The medicine cases were available in a range of finishes: crocodile leather, bronzed aluminium, silver, doeskin. Such stylish coverings hinted at the desirability of the objects within. These products blurred the boundaries between looking good and feeling good: clasps clicked smoothly, corners were polished smooth, hinged racks swung out and revolved automatically, offering up neat rows of syringes and tiny tubes of tablets. Burroughs Wellcome manufactured a sense of control in material form, and Henry Wellcome knew that small things could make a big difference.

Henry Wellcome was a perfectionist. One of his employees remembered that ‘under his direction one learned to pay special attention to minute detail’. He constantly pushed his staff to raise their standards. No job was too small, whether it was improving the stopper on a tube of insect repellent or testing the effects of water on soap wrappings.

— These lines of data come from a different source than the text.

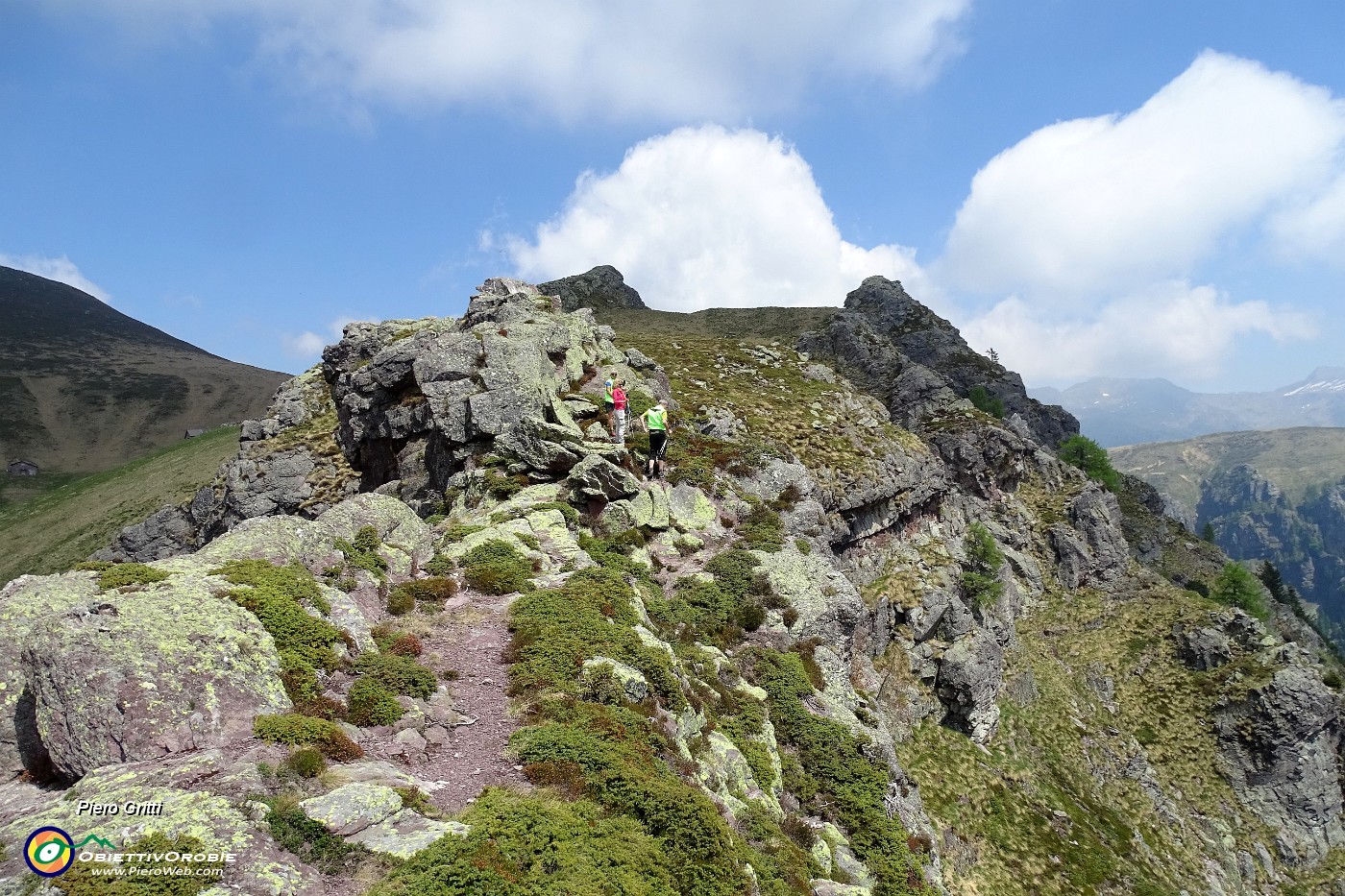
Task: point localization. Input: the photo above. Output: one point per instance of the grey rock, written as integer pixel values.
(1203, 648)
(598, 478)
(600, 288)
(917, 362)
(1280, 747)
(155, 671)
(541, 446)
(970, 674)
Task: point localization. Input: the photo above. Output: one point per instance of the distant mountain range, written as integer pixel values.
(1129, 412)
(85, 388)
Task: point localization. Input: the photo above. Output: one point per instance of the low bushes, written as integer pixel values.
(121, 574)
(306, 731)
(831, 775)
(278, 594)
(362, 552)
(538, 845)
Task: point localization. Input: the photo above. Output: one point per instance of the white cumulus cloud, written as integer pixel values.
(60, 269)
(708, 217)
(1095, 206)
(309, 345)
(604, 58)
(1170, 329)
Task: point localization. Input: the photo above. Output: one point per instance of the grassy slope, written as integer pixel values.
(85, 388)
(1294, 459)
(76, 517)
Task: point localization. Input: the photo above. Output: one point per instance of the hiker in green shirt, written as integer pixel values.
(655, 422)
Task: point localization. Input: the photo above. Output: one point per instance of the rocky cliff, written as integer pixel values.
(432, 633)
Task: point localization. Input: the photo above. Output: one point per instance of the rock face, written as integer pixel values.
(917, 362)
(1281, 745)
(107, 677)
(145, 674)
(600, 288)
(1134, 705)
(406, 403)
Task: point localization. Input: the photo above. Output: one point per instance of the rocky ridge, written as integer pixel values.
(780, 644)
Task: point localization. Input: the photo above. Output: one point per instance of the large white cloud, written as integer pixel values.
(1170, 328)
(605, 58)
(1095, 207)
(706, 217)
(60, 269)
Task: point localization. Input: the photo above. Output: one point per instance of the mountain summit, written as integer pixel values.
(434, 631)
(85, 388)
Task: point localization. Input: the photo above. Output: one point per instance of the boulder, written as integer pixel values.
(145, 673)
(405, 833)
(1203, 648)
(649, 507)
(598, 478)
(1280, 747)
(540, 444)
(353, 808)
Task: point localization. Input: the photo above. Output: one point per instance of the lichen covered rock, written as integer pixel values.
(148, 673)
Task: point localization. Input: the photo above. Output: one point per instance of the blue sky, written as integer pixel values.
(1138, 190)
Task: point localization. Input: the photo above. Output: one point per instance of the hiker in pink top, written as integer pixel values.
(619, 412)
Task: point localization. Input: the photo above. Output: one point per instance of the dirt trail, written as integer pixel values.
(470, 638)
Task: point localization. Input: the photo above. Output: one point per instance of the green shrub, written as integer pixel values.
(372, 704)
(400, 601)
(306, 762)
(278, 594)
(1087, 455)
(497, 568)
(981, 570)
(1236, 587)
(397, 674)
(312, 842)
(762, 529)
(984, 401)
(306, 731)
(555, 630)
(121, 574)
(538, 845)
(147, 873)
(362, 552)
(440, 566)
(612, 754)
(733, 572)
(833, 775)
(749, 617)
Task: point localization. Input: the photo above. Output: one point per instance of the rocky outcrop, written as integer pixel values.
(420, 409)
(917, 362)
(601, 288)
(1281, 748)
(148, 673)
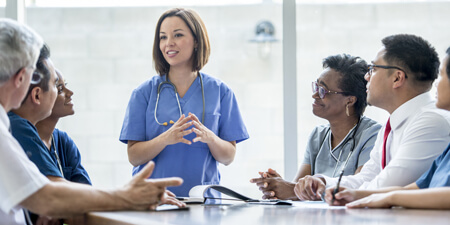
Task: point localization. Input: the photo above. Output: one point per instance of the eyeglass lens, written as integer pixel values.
(36, 78)
(317, 88)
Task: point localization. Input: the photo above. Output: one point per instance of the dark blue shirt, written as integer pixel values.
(439, 173)
(70, 158)
(28, 137)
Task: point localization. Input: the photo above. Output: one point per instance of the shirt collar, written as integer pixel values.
(409, 108)
(4, 120)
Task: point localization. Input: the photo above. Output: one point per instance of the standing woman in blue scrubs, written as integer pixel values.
(194, 123)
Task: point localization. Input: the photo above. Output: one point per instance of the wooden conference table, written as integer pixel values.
(314, 213)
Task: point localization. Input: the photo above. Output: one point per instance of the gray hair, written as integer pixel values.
(19, 47)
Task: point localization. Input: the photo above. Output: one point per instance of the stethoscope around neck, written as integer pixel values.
(160, 86)
(338, 159)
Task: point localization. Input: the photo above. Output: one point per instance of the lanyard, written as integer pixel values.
(57, 157)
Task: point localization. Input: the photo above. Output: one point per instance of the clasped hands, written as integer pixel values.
(179, 129)
(273, 186)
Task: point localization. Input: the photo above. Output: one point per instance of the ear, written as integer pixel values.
(35, 95)
(351, 100)
(399, 79)
(19, 78)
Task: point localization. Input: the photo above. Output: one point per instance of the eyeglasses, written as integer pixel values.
(371, 66)
(36, 78)
(322, 91)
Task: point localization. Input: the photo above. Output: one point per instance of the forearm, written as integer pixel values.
(223, 151)
(364, 193)
(61, 199)
(141, 152)
(433, 198)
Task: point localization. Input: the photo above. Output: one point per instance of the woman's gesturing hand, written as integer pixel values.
(176, 133)
(204, 134)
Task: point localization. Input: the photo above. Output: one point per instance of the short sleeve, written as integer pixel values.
(71, 158)
(232, 127)
(308, 158)
(133, 127)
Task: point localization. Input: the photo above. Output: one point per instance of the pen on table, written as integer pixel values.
(337, 186)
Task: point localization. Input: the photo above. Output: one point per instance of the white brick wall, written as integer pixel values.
(105, 53)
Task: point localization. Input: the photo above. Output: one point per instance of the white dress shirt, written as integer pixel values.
(420, 133)
(19, 177)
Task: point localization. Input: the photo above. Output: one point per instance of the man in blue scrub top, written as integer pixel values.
(434, 184)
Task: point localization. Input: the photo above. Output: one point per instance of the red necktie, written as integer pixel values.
(386, 134)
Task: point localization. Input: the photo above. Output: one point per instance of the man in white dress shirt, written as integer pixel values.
(399, 81)
(21, 183)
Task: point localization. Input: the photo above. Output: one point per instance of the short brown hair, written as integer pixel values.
(198, 30)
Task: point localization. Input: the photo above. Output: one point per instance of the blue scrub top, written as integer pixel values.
(28, 137)
(439, 173)
(194, 163)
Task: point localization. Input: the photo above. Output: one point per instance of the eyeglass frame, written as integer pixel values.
(371, 66)
(316, 89)
(35, 74)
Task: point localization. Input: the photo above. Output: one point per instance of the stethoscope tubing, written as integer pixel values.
(177, 98)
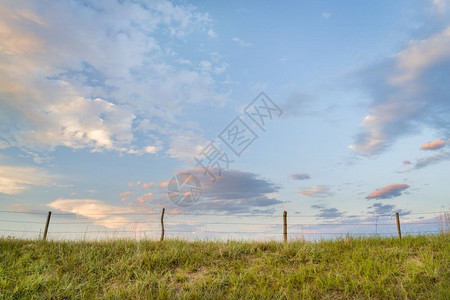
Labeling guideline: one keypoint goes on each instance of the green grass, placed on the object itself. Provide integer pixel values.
(366, 268)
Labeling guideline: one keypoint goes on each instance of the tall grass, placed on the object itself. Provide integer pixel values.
(376, 268)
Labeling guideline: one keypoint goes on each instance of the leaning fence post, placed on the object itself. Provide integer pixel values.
(397, 217)
(46, 225)
(162, 224)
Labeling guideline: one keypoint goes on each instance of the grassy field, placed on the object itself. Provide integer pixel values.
(375, 268)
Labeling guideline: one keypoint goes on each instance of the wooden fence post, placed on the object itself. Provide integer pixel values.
(46, 225)
(397, 217)
(162, 225)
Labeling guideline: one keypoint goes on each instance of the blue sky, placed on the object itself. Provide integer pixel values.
(102, 104)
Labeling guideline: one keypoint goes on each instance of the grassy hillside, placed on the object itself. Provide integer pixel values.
(378, 268)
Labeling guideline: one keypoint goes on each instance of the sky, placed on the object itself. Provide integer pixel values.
(332, 111)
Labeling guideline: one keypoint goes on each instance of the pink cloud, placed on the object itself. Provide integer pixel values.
(163, 184)
(437, 144)
(389, 191)
(144, 198)
(125, 196)
(317, 191)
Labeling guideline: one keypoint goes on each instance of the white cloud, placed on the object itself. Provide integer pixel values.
(14, 180)
(96, 210)
(440, 5)
(316, 192)
(241, 43)
(408, 92)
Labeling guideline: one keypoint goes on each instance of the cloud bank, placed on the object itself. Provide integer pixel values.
(408, 92)
(101, 76)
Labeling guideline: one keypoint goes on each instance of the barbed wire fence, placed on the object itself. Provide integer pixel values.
(209, 226)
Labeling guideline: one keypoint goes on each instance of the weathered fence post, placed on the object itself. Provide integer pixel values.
(46, 225)
(397, 217)
(162, 225)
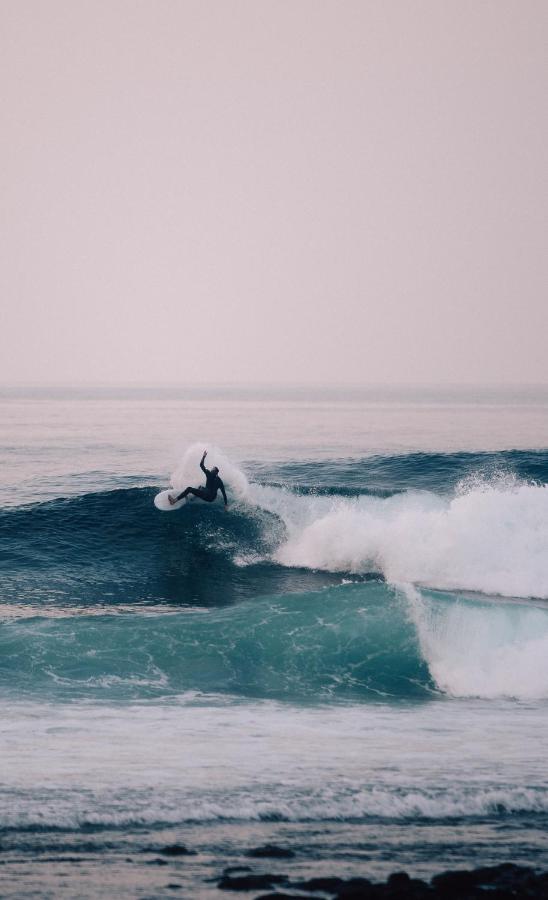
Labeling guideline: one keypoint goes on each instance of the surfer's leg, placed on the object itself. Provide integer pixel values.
(197, 492)
(184, 494)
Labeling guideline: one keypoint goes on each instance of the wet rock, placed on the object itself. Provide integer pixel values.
(272, 851)
(326, 884)
(176, 850)
(251, 882)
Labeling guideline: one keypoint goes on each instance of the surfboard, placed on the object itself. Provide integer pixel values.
(161, 501)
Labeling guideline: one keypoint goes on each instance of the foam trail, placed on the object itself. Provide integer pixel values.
(488, 539)
(491, 536)
(188, 471)
(480, 650)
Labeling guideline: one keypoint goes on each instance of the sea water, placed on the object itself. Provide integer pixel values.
(351, 662)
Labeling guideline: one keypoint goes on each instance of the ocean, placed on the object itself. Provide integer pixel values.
(351, 663)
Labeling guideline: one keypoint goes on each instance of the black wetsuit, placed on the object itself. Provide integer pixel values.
(209, 491)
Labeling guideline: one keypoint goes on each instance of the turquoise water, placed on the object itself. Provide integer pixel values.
(351, 661)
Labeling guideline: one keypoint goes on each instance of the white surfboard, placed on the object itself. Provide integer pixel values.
(161, 500)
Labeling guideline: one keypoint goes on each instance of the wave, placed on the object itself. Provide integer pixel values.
(488, 534)
(50, 811)
(309, 646)
(356, 642)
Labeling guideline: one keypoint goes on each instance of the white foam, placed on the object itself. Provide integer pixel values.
(491, 536)
(500, 650)
(188, 471)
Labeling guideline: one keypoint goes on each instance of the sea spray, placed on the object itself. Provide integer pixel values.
(479, 648)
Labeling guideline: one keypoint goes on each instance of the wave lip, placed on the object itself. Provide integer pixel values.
(489, 538)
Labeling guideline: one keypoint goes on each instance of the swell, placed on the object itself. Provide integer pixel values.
(488, 533)
(357, 642)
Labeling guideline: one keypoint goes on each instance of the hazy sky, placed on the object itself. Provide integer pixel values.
(274, 190)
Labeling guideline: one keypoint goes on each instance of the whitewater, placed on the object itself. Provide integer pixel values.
(352, 661)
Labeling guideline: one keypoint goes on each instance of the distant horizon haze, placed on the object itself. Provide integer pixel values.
(276, 192)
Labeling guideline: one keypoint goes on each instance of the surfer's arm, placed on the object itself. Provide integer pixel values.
(202, 467)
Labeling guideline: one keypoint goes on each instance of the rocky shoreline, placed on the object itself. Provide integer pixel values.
(502, 882)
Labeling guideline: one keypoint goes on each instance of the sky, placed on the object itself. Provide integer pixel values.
(253, 191)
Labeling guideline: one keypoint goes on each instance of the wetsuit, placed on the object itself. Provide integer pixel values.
(209, 491)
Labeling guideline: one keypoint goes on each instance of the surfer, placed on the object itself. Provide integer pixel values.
(209, 491)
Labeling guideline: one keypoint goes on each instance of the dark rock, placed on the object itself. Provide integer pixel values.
(360, 889)
(271, 850)
(286, 897)
(505, 879)
(176, 850)
(399, 881)
(326, 884)
(232, 869)
(250, 882)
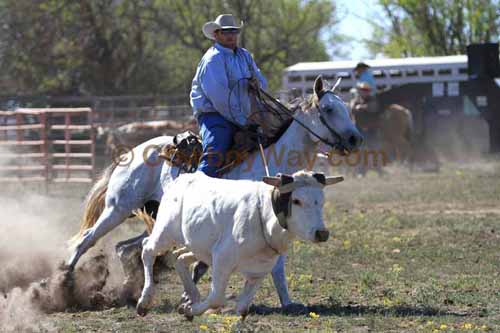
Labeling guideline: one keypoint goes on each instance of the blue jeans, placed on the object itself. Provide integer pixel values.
(216, 138)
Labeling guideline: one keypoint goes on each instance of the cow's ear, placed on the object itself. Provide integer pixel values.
(271, 180)
(330, 180)
(320, 177)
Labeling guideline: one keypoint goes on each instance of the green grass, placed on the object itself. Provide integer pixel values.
(409, 253)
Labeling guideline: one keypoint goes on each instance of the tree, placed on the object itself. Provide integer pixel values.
(434, 27)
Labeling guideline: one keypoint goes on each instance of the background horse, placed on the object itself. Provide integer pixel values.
(140, 183)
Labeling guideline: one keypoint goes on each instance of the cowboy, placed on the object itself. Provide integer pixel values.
(364, 74)
(220, 91)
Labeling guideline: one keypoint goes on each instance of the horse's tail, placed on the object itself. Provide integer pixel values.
(148, 220)
(94, 203)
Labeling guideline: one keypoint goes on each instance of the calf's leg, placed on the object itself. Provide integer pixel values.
(182, 268)
(247, 295)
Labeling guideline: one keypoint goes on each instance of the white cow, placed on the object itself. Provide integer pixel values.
(234, 225)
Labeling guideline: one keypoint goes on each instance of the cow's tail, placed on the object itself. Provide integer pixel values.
(94, 204)
(148, 220)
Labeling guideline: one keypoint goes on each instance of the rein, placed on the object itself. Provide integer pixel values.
(279, 106)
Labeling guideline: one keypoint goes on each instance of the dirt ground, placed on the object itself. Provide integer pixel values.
(410, 252)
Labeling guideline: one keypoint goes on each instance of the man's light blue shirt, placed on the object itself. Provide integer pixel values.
(367, 76)
(221, 83)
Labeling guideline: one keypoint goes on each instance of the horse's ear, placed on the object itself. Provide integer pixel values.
(318, 86)
(337, 83)
(333, 180)
(273, 181)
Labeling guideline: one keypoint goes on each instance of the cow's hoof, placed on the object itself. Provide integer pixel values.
(294, 308)
(141, 311)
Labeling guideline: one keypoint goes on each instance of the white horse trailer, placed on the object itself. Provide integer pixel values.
(389, 73)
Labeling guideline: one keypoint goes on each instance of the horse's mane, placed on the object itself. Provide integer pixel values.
(303, 104)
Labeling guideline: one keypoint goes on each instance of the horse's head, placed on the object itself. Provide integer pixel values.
(335, 126)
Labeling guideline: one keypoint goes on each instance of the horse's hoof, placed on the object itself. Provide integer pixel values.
(184, 298)
(141, 311)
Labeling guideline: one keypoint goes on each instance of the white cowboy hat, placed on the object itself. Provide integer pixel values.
(224, 21)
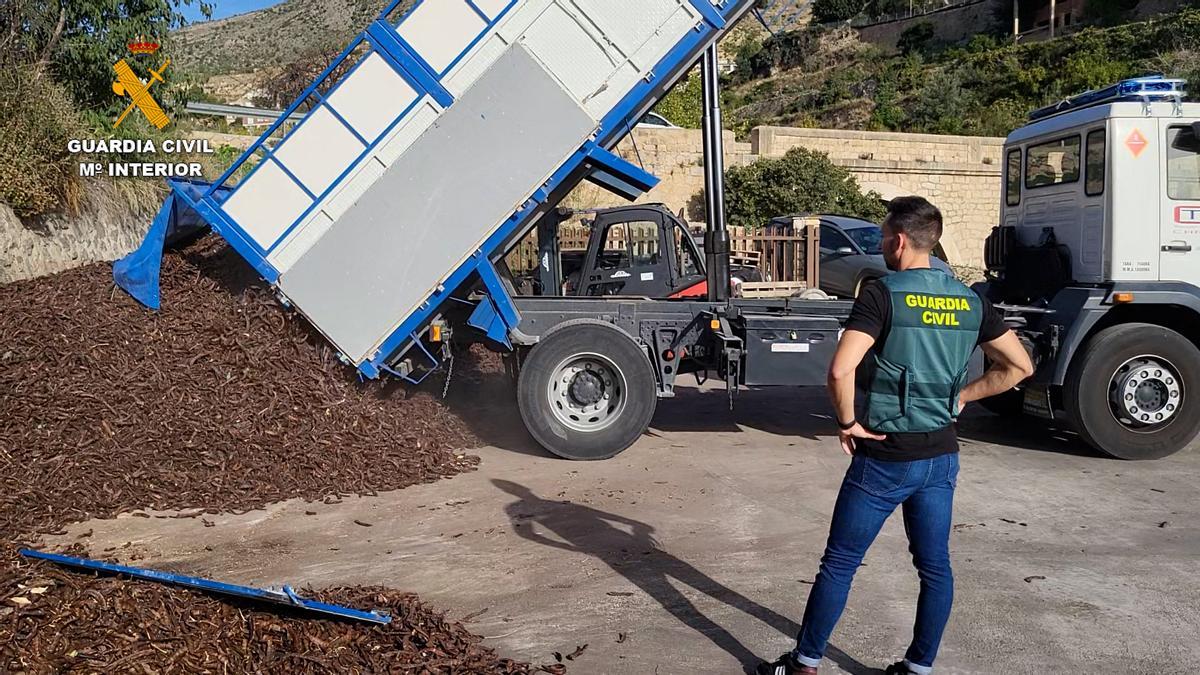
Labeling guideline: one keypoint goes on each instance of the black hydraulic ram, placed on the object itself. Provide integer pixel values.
(717, 237)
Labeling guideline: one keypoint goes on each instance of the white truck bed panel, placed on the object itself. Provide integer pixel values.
(432, 208)
(390, 183)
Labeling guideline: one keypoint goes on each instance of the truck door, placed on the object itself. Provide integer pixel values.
(625, 256)
(1180, 227)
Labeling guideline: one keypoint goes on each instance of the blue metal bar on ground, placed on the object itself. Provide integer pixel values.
(286, 597)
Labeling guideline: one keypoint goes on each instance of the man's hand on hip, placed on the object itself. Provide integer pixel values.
(849, 436)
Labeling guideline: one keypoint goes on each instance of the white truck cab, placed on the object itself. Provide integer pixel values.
(1097, 262)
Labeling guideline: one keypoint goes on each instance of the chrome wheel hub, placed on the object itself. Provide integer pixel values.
(587, 392)
(1145, 392)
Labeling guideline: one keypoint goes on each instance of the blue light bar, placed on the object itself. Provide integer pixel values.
(1143, 89)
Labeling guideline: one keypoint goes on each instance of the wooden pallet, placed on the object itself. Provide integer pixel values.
(772, 288)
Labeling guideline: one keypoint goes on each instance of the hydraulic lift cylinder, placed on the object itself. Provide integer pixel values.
(717, 237)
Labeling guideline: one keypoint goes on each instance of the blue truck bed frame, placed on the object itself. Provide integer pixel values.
(199, 203)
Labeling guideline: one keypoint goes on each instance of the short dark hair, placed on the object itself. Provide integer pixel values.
(918, 219)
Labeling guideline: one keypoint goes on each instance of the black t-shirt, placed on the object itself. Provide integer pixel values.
(873, 315)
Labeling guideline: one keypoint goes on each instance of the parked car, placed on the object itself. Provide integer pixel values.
(851, 254)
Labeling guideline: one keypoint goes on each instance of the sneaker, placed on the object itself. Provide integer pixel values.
(784, 665)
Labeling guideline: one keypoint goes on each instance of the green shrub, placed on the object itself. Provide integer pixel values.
(37, 118)
(684, 103)
(799, 181)
(828, 11)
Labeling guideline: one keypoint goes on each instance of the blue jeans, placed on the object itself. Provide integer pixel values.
(871, 490)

‘The smallest medicine chest in the world’ encapsulated all these qualities: precision, convenience and hidden power. It sent a message that people no longer had to worry about their health, because Burroughs Wellcome had done all the worrying for them. In the early 1920s a replica chest in fifteen carat gold was made for Queen Mary’s dolls’ house, a fact that Burroughs Wellcome were quick to publicize. The implication was clear: thanks to their hard work, good health had become child’s play.

Based on documents kept at the Wellcome Library (file references: WF/M/H/07/04, WA/HSW/PE/C.23 and WF/M/H/07/01). British Medical Journal, 25 July 1885, 155.